Platform teams produce: The invisible infrastructure — what makes features possible. The build system, the gateway client, the sidebar engine, the state management patterns, the CI pipeline.
Feature teams consume platform team tools. Platform teams support feature teams. When a feature team needs something that doesn't exist yet in the platform, they either build a temporary solution or work with the platform team to add it properly.
This is also why some code looks more polished than other code. Platform team code is shared by dozens of features — it's carefully designed, well-documented, and rigorously tested. Feature team code in ui-features/ or src/renderer/ is often more pragmatic — it was built quickly to ship a feature and may have more technical debt.

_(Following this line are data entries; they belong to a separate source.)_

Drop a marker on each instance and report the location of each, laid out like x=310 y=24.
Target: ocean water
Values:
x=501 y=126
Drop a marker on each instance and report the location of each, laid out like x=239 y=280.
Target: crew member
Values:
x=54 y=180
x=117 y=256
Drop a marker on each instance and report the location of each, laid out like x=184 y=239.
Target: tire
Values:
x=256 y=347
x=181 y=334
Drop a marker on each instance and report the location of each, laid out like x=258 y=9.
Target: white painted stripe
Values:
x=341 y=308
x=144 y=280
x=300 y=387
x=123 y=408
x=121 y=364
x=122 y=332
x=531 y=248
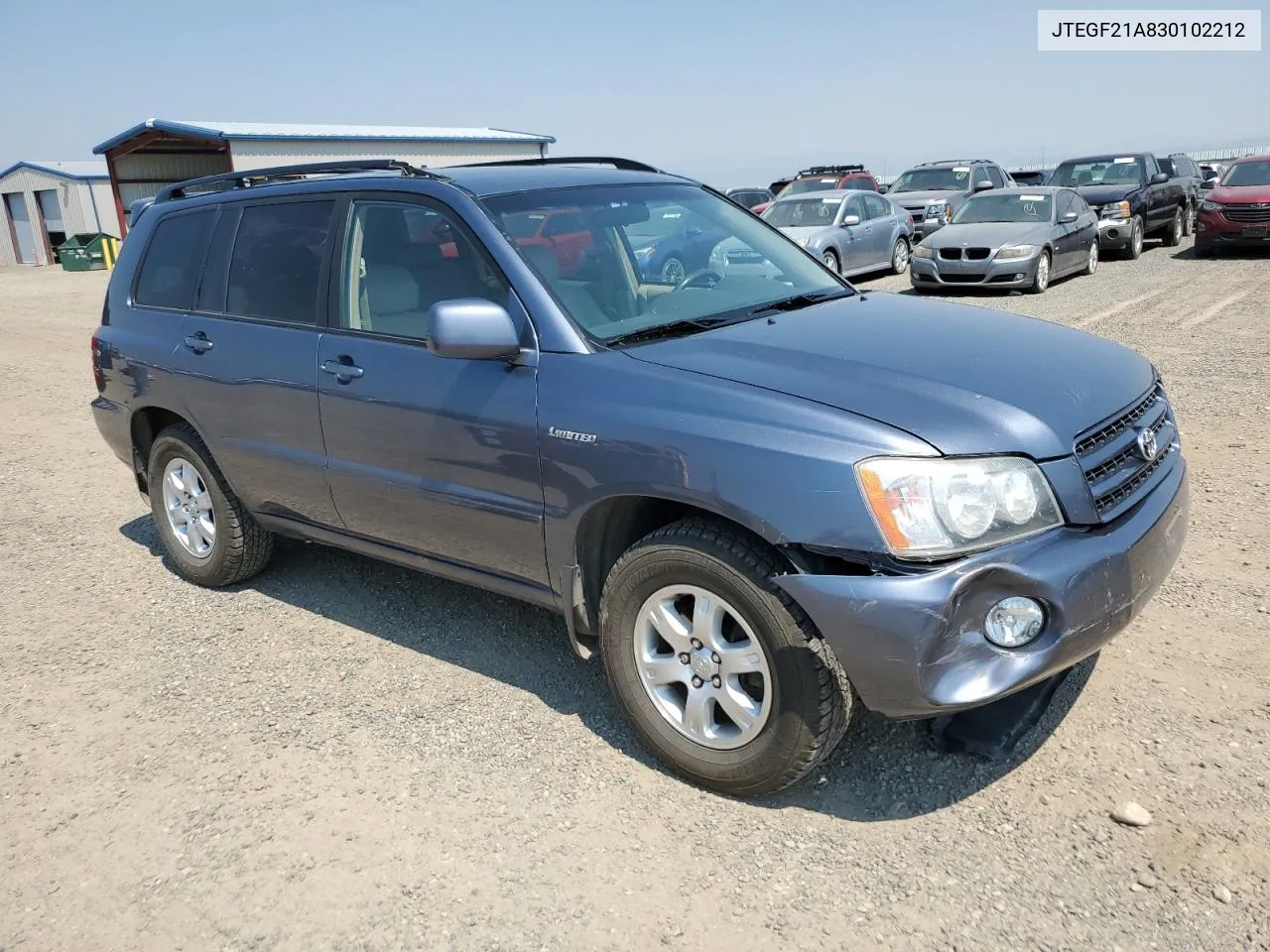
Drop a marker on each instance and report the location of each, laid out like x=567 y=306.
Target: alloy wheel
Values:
x=702 y=666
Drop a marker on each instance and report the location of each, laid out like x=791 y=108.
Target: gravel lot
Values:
x=347 y=756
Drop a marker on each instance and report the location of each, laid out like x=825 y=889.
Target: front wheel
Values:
x=209 y=536
x=899 y=257
x=1040 y=281
x=722 y=675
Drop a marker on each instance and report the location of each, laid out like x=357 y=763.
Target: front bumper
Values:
x=1114 y=234
x=913 y=645
x=1011 y=273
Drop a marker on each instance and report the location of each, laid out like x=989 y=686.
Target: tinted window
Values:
x=171 y=268
x=878 y=206
x=277 y=261
x=400 y=259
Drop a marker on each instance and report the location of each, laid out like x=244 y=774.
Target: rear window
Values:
x=171 y=267
x=277 y=261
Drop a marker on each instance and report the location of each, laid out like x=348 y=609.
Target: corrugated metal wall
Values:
x=73 y=197
x=250 y=154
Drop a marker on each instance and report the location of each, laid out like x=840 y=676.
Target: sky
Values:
x=729 y=93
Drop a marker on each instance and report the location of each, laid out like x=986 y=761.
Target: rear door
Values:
x=427 y=453
x=249 y=353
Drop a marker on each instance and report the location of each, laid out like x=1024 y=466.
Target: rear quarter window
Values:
x=169 y=270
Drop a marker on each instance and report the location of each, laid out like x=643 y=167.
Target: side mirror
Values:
x=471 y=329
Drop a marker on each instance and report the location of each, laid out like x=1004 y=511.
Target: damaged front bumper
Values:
x=913 y=647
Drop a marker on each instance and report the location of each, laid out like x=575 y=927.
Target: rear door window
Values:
x=169 y=271
x=276 y=266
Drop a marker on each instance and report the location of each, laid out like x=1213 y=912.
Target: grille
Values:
x=1256 y=216
x=1115 y=470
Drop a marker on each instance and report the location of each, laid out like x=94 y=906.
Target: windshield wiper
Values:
x=799 y=301
x=674 y=329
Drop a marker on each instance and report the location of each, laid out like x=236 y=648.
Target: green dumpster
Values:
x=87 y=253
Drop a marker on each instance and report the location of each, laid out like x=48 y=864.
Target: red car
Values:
x=822 y=178
x=1236 y=208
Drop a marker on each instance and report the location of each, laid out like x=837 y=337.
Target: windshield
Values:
x=804 y=212
x=799 y=185
x=1248 y=175
x=952 y=179
x=1106 y=171
x=1020 y=207
x=649 y=257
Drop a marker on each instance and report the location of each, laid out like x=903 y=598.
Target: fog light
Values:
x=1014 y=622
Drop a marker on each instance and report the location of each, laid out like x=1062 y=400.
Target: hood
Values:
x=1238 y=194
x=966 y=380
x=989 y=234
x=1101 y=194
x=804 y=231
x=907 y=198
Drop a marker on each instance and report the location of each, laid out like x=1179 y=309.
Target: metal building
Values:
x=158 y=153
x=44 y=203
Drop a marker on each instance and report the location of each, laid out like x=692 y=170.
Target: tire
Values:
x=807 y=699
x=1040 y=282
x=238 y=547
x=1133 y=250
x=899 y=257
x=1091 y=263
x=1174 y=232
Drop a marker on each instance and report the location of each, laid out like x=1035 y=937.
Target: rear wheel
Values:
x=209 y=537
x=899 y=257
x=722 y=675
x=1174 y=232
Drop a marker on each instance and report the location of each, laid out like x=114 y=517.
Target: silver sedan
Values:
x=851 y=232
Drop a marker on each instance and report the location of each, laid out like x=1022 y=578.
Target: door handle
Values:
x=198 y=343
x=344 y=371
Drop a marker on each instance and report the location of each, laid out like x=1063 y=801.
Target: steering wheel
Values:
x=698 y=275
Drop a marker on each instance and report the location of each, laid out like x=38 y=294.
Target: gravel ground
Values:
x=347 y=756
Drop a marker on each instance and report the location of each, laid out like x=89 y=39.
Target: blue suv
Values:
x=760 y=495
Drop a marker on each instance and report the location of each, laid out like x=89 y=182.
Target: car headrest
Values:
x=543 y=261
x=390 y=290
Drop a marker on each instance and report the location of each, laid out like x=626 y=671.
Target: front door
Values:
x=427 y=453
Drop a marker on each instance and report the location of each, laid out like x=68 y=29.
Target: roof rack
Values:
x=952 y=162
x=829 y=169
x=246 y=178
x=624 y=164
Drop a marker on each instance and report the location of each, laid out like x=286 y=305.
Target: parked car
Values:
x=851 y=232
x=933 y=191
x=1030 y=177
x=1132 y=197
x=825 y=178
x=672 y=243
x=749 y=195
x=1016 y=238
x=1183 y=169
x=760 y=499
x=1236 y=209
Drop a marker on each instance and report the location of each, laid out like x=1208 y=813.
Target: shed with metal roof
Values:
x=44 y=203
x=158 y=153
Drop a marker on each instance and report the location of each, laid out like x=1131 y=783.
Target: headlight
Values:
x=1007 y=252
x=1116 y=211
x=931 y=508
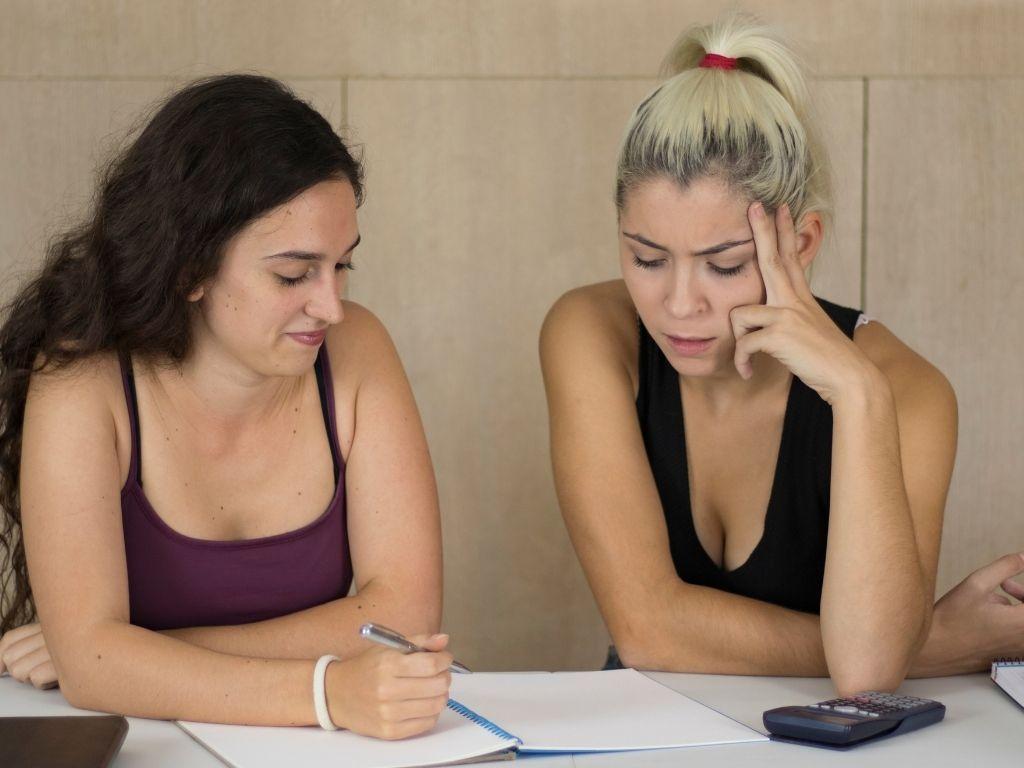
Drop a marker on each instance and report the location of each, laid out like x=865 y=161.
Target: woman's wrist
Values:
x=864 y=392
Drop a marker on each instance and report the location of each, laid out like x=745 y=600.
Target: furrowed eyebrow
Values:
x=643 y=241
x=723 y=247
x=706 y=252
x=307 y=255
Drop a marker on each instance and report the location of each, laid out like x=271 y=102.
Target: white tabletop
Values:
x=982 y=727
x=150 y=742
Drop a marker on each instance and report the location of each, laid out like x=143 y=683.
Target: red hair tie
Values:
x=715 y=61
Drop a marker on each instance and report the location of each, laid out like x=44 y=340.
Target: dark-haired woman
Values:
x=204 y=445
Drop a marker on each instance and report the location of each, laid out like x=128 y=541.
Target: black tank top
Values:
x=786 y=567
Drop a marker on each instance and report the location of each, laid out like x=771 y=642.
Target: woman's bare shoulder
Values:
x=358 y=342
x=598 y=321
x=94 y=379
x=915 y=382
x=82 y=407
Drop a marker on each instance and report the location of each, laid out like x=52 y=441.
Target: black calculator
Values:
x=840 y=723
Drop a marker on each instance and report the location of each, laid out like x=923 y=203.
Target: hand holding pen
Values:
x=391 y=639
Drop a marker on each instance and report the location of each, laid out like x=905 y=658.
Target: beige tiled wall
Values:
x=489 y=130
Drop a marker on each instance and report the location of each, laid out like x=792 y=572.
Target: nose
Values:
x=325 y=303
x=685 y=297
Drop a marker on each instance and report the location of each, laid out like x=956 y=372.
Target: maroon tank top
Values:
x=175 y=581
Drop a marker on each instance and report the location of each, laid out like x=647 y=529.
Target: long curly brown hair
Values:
x=216 y=155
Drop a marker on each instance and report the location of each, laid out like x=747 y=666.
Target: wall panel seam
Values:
x=865 y=100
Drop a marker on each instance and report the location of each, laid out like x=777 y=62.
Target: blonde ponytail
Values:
x=752 y=125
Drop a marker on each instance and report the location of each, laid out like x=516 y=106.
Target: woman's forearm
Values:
x=684 y=628
x=875 y=609
x=331 y=628
x=129 y=671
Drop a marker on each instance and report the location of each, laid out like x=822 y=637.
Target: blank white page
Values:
x=594 y=712
x=1011 y=679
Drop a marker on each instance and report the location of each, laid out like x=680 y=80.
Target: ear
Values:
x=809 y=237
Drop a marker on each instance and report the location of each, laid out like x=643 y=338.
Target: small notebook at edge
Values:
x=1009 y=675
x=494 y=714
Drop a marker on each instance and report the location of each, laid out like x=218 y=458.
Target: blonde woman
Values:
x=754 y=478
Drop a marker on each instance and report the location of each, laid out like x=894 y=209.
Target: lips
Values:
x=689 y=346
x=312 y=338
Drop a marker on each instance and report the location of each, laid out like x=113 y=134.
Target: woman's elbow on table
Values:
x=880 y=673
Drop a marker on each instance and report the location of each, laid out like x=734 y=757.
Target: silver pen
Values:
x=392 y=639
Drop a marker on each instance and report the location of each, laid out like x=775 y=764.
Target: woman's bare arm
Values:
x=893 y=449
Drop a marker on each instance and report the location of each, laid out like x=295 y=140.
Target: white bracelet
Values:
x=320 y=692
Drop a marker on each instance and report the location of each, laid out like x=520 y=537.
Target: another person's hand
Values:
x=791 y=326
x=24 y=655
x=388 y=694
x=973 y=624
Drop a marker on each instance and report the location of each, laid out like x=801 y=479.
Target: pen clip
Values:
x=371 y=630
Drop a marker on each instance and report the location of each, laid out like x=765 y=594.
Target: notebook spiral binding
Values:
x=481 y=721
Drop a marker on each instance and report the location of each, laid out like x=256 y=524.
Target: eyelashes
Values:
x=719 y=270
x=289 y=282
x=727 y=271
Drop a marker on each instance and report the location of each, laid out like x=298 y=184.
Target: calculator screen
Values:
x=835 y=719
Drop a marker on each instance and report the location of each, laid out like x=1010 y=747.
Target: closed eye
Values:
x=643 y=264
x=726 y=271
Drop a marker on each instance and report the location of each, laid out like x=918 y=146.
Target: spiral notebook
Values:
x=496 y=716
x=1009 y=675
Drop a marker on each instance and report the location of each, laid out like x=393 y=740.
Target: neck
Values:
x=214 y=388
x=726 y=390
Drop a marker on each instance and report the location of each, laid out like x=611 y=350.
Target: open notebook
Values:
x=1009 y=675
x=495 y=713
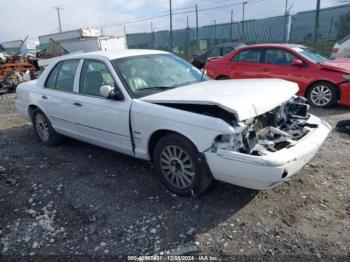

When you're unsure who to ask
- Slack: Post in
#app-devor#desktop-platform-eng— someone will route you to the right team - CODEOWNERS — mechanical but accurate
- Your team lead — they know the human map of the codebase better than any file
- The team-resources page — links to key Confluence pages for specific teams
One thing to know: at Postman, it's normal to ask questions across team boundaries. The codebase is interconnected. Asking a Collaboration team member about runtime behavior, or asking the Web Platform team about a bundling issue — this is expected and encouraged. There are no silos.